It just so happens that the @akkateam released Akka 2.2. Akka 2.2 includes, amongst others, the new IO. In this post, I will show how to use the 1.2 version of Spray Client with the new Akka IO. I am going to build a simple repository crawler, including tests. You will see just how simple & powerful it is to use the new Akka IO and how nicely Spray integrates into it.

Alongside Scala 2.10.2, we will be using the following libraries in our example:

"com.typesafe.akka" %% "akka-actor"   % "2.2.0",
"com.typesafe.akka" %% "akka-testkit" % "2.2.0",
"io.spray"           % "spray-client" % "1.2-20130705",
"org.specs2"        %% "specs2"       % "2.0"

As motivation, you can see that the new Akka IO and Spray Client can make the network interfaces and CPUs work hard enough.

Working hard

Repository scanner

In a synchronous and blocking world, a repository crawler would make a GET request to the root URL of the repository and get the response. Then, for every "directory" link, it would append the link's location to the root URL and make another GET request, ..., until we reach a "file" link, which then represents the artifact. However, executing all this serially would take a very long time. Let's see if we can speed up the process using Akka IO and Spray Client.

We will do the same thing, except that we use non-blocking IO and we will run some of the requests in paralel in an actor. Our actor will receive the Scan message, and it will start by making the initial GET request to some baseUrl. When it receives the response, it will then make further GET requests to process each directory or file and descend further or store the discovered artifact. Let's see what it looks like in code:

object PlainRepositoryScanner {
  case object Scan
}

class PlainRepositoryScanner(baseUrl: String, dependencyStorage: ActorRef) extends Actor {
  require(baseUrl.endsWith("/"), "The URL must end with /")
  require(baseUrl.startsWith("http://") || baseUrl.startsWith("https://"), 
  	"The URL must start with http:// or https://")

  import scala.concurrent.duration._
  import context.dispatcher
  import PlainRepositoryScanner._

  def receive: Receive = {
    case Scan => descend(Nil)
    case elements: Elements => descend(elements)
  }

  private implicit val timeout = Timeout(10.seconds)
  private type Elements = List[String]

  private val pipeline = sendReceive ~> unmarshal[Elements]
  private implicit object StringUnmarshaller extends Unmarshaller[Elements] {
  	...
  }

  def descend(elements: Elements): Unit = {
    def prepareUrl(elements: Elements): String = ...
    def processResponse: PartialFunction[Try[Elements], Unit] = ...

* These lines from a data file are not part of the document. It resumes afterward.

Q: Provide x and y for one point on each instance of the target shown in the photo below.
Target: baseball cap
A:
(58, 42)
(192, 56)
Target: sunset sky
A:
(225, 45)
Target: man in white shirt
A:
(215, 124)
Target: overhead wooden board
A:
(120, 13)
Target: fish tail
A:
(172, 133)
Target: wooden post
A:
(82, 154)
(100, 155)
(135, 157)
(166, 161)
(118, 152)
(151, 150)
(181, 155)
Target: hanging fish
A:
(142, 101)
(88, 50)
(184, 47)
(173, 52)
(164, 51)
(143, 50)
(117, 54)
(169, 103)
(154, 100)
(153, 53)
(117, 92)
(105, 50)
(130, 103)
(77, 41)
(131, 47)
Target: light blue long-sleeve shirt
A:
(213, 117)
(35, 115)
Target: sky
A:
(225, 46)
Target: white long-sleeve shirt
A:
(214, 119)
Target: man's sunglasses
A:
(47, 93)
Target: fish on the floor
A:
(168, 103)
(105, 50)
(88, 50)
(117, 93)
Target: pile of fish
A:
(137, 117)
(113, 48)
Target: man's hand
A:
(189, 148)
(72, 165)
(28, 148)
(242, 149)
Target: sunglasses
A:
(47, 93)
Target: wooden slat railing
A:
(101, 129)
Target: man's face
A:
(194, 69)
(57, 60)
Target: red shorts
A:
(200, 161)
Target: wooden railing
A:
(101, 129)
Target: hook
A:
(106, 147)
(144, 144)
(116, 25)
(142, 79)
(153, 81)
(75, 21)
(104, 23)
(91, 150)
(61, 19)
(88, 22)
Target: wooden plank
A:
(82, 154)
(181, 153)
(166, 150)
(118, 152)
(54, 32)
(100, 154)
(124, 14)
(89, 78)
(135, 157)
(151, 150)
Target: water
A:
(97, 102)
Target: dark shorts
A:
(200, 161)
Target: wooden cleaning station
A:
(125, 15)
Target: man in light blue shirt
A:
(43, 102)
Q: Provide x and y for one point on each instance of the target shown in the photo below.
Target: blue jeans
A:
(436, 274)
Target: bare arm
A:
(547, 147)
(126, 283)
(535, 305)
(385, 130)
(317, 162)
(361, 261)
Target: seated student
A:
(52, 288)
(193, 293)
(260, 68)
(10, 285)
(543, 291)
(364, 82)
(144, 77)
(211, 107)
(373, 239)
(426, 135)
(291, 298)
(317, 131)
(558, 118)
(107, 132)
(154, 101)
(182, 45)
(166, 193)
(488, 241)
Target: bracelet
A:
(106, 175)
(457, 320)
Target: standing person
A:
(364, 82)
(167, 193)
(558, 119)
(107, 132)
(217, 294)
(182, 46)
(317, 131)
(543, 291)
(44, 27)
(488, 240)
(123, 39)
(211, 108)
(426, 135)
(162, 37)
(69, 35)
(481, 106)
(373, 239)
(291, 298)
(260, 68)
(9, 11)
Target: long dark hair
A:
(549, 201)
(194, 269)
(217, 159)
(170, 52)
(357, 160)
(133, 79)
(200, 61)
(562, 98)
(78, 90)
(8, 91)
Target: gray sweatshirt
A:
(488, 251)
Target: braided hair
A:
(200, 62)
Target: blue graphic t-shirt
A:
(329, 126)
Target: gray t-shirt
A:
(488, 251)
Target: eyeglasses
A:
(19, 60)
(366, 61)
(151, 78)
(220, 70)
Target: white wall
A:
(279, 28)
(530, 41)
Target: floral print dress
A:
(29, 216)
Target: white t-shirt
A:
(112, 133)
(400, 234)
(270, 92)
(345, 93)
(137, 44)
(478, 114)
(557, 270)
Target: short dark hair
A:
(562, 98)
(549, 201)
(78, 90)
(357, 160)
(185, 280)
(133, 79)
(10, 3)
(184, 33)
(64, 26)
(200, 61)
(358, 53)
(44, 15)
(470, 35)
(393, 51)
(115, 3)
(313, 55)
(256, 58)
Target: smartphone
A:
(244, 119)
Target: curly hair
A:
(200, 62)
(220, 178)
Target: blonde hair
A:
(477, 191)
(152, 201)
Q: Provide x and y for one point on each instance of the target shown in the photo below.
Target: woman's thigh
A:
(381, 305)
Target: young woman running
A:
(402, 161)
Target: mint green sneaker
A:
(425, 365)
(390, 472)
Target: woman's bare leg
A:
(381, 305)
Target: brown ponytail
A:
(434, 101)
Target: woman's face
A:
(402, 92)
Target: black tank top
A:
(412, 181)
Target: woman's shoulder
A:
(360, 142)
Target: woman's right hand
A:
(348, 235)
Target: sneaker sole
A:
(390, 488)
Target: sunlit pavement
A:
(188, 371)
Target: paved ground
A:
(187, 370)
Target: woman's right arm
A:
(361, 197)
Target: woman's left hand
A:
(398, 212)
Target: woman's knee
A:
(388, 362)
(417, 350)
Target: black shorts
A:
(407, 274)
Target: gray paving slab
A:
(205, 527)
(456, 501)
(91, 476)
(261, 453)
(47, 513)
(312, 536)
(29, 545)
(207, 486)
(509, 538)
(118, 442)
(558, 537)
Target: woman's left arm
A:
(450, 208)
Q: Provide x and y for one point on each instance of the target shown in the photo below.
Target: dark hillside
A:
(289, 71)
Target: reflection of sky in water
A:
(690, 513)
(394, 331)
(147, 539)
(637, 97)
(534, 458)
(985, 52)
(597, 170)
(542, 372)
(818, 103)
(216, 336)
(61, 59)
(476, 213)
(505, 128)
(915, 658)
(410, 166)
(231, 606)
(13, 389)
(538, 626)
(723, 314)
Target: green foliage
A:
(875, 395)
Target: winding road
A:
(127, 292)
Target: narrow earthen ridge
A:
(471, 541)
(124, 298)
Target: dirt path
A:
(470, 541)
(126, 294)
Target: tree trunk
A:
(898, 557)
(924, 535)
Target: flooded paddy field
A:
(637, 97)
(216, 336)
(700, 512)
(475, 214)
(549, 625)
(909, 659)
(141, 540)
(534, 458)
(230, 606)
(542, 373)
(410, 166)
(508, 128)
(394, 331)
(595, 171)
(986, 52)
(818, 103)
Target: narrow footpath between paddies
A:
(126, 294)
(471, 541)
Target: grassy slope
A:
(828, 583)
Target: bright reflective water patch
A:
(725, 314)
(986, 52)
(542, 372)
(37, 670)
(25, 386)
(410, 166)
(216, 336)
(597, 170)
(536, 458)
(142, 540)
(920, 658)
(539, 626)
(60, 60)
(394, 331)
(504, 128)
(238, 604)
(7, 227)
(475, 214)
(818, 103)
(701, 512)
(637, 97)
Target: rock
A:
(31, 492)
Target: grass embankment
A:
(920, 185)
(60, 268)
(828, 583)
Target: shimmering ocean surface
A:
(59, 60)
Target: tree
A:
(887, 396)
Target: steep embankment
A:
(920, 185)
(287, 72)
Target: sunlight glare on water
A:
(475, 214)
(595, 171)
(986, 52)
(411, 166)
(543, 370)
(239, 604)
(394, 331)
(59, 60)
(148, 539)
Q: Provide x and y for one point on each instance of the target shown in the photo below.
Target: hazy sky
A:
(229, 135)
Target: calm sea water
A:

    val url = prepareUrl(elements)
    pipeline(Get(url)) onComplete processResponse
  }

}

After the initial require sanity checks, we define the receive function. When it receives the Scan message, we descend with empty current [path] elements. To make the code clearer, I define type alias for Elements to be simply List[String]. Once that's out of the way, I construct the Spray Client pipeline: sendReceive ~> unmarshal[Elements]. The pipeline, when it completes is going to take the response and pass it to the instance of the Unmarshaller for type Elements.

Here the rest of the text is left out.